Monday, September 19, 2016

The triumphant return of Kite Man (and friends)

I remember an interview with Geoff Johns that ran on Newsarama maybe as many as ten years ago at this point, which would have been several editors, site redesigns and owners ago, so I'm not even going to attempt looking for the link. But in the interview, the person asking the questions of Johns noted his impressive ability to take some of the most minor, silliest DC supervillains and make them scary. Apparently seeking to test the limits of his ability, she chose one of the most minor, silliest villains she could, Kite Man, and asked what he would do to turn him into a "serious" villain.

Johns didn't seem to miss a beat, seemingly wondering aloud if maybe Kite Man could be a serial killer who built kites out of the bones and treated and stretched-out skins of his victims.

Good answer, I guess, but it's stuck with me since, because it was such a dramatic shift from who Kite Man was created to be. Bill Finger and Dick Sprang made him a villain who used a variety of kite-related gimmicks to commit crimes and, in a telling detail of just how "serious" a threat he was meant to be, his civilian identity was Charles Brown, which he shared with a comic strip character who famously had a hard time with kites.

Not every supervillain needs to be a grisly serial killer of the Leatherface variety. It's the Crazy Quilts, Killer Moths and Calendar Men in Batman's life that make The Jokers so scary. A large part of what makes Batman such a vital character at this point is the wide variety of his adversaries, which range from organized crime types to monster men to would-be world conquerers to serial killers to terrorists to mad scientists to legitimate supervillains to silly costumed types. In 2016, there are very few Batman stories a writer can't tell, and chancse are, there's already a villain or 17 to drive a conflict in that story.

So it was fun to see the return of Kite Man after some absence (he was killed off, at least twice, between Identity Crisis and Final Crisis) in the pages of Tom King's Batman; he returned in the sixth issue of that series, which was drawn by Ivan Reis and Oclair Albert.

That scene at the top of the post accounts for almost his entire appearance in the book; on the very next page the super-powered Gotham Girl grabs him by his kite and crumples it in her hand, taking him into custody.

Not only was I relieved to see that he wasn't riding a kite made of human skin and bones, but when these sort of old school Silver Age villains are played completely straight in the more serious modern comic book narratives, they become at once both humorsous and also seem a lot more insane. Like, dude just used an extremely expensive home-made kite/hang-gliding rig, risked his life and caused a few thousand dollars worth of damage just to steal a single pearl necklace.

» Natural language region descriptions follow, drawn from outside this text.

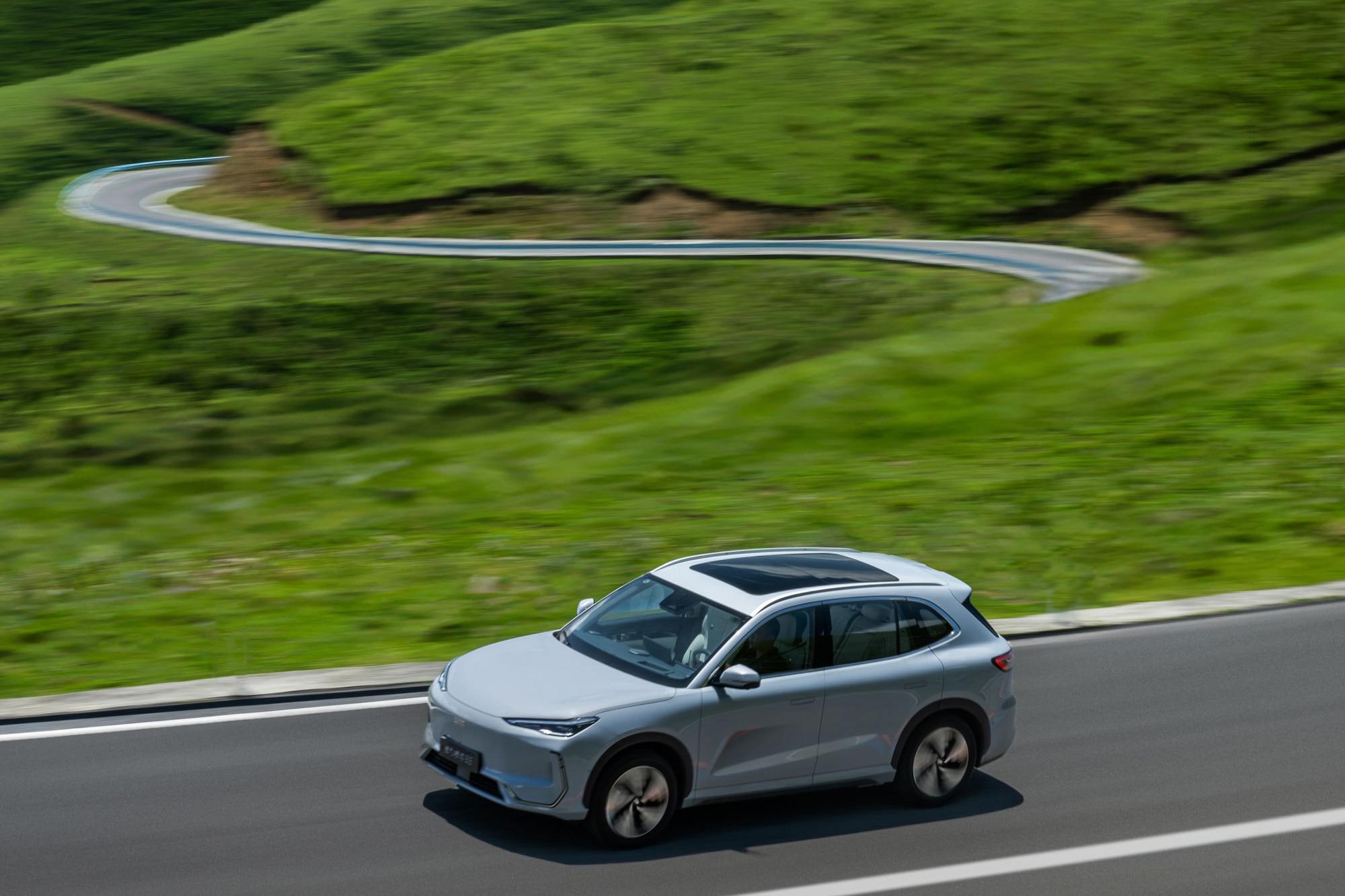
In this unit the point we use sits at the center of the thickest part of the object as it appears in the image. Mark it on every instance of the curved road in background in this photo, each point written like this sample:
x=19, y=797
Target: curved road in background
x=138, y=197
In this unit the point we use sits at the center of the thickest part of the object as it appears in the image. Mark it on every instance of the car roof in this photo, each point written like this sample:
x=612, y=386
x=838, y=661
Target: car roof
x=722, y=585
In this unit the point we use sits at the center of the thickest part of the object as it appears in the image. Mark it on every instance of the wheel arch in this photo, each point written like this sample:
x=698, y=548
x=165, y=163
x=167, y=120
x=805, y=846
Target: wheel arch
x=670, y=747
x=970, y=712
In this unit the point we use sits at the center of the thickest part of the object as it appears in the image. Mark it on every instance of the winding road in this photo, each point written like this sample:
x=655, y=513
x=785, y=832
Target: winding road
x=138, y=197
x=1176, y=733
x=1125, y=733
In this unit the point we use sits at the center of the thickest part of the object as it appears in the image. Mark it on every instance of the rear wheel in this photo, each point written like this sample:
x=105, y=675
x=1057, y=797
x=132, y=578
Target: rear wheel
x=634, y=801
x=938, y=762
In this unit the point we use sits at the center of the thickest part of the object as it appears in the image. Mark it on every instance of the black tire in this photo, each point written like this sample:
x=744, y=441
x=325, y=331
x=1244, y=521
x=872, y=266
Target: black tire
x=634, y=801
x=938, y=762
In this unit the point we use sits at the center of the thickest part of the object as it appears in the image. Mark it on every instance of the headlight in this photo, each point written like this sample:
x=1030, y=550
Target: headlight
x=564, y=728
x=442, y=682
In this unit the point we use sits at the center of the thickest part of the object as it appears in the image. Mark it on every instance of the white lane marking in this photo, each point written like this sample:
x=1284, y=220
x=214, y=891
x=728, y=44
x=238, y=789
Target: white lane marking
x=1063, y=857
x=210, y=720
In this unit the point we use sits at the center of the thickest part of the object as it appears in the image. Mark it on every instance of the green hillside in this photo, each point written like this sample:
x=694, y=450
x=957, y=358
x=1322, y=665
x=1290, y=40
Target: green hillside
x=36, y=41
x=48, y=127
x=961, y=111
x=1175, y=438
x=127, y=349
x=224, y=459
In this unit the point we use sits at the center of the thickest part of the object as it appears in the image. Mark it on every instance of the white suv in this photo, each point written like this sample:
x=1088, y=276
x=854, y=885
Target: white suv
x=728, y=676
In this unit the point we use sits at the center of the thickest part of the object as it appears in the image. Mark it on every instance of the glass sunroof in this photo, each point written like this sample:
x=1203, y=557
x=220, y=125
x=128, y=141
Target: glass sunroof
x=769, y=573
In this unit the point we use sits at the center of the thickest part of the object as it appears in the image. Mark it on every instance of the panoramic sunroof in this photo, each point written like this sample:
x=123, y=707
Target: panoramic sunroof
x=786, y=572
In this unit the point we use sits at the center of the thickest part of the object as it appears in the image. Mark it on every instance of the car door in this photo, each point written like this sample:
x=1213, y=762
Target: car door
x=878, y=678
x=765, y=737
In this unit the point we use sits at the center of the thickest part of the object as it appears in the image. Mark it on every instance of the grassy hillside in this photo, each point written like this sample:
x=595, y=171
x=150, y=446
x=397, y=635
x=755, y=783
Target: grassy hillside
x=130, y=349
x=213, y=85
x=37, y=42
x=960, y=111
x=1175, y=438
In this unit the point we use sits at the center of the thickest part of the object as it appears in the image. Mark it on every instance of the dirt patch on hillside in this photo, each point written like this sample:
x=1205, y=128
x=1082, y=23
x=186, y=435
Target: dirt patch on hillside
x=259, y=170
x=255, y=167
x=1128, y=227
x=670, y=206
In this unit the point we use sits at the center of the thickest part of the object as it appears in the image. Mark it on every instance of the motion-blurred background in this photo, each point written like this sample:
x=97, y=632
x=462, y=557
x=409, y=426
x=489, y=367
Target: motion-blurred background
x=223, y=459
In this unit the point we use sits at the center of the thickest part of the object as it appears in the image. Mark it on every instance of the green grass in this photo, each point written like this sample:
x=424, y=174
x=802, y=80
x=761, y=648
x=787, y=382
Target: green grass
x=37, y=41
x=1175, y=438
x=126, y=349
x=956, y=112
x=1295, y=204
x=217, y=84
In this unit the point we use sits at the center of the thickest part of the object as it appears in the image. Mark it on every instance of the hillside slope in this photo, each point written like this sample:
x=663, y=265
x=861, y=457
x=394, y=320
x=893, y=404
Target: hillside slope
x=961, y=111
x=36, y=44
x=1175, y=438
x=49, y=128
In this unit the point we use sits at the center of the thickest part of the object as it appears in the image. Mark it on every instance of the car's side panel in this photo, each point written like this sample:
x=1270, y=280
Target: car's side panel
x=866, y=709
x=972, y=678
x=765, y=737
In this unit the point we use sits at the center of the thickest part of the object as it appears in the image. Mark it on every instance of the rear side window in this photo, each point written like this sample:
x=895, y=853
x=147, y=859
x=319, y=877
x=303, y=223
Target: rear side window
x=972, y=608
x=919, y=626
x=781, y=645
x=861, y=631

It's easy to see that guy ending up in an asylum, whereas you know the president would be ordering drone strikes on the likes of The Joker and Scarecrow at this point.

Now, Scott Snyder and John Romita Jr. have rightly been getting lots of praise–including from me!–for rehabbing and revitalizing a bunch of minor villains in the pages of their All-Star Batman, but it's worth noting that King and company are doing their part with this issue, as well.
In addition to Kite Man, Gotham Girl also takes down Colonel Blimp and Captain Stingaree (that's him on the page above). The former is a 1982 Paul Kupperberg and Don Newton creation who uses blimps to steal (Chris Sims will happily walk you through his first appearance) and the latter is a pirate-themed crazy person created by Bob Rozakis, Michael Uslan and Ernie Chan for a 1976 story in Detective Comics.

Interestingly, King only gives them each a page or two, but with similar stories as those of the villains' original appearances apparently having occurred off-page (Stingaree, it should be noted, was written pre-Flashpoint by Brad Meltzer in the pages of his short-lived–and terrible!–run on Justice League of America, where Meltzer made Stingaree a closeted homosexual in a relationship with his fellow sword-weilding, fancy dress-wearing Batman villain The Cavalier, who Black Lightning blackmails. Not very PC, guys!).

So King managed to reintroduce three minor Batman villains and keep their stories in tact while transplanting them into a current Batman narrative, and he did it in about six pages of a 20-page story, which is actually about Gotham Girl going a little loopy after the events of the previous five issues, and Batman trying to comfort her. But the Kite Man page at the top of this post? It's by far the best of those 20 pages.

1 comment:

Brian said...

Kite Man excitedly shouting his name as he steals stuff is what sells it.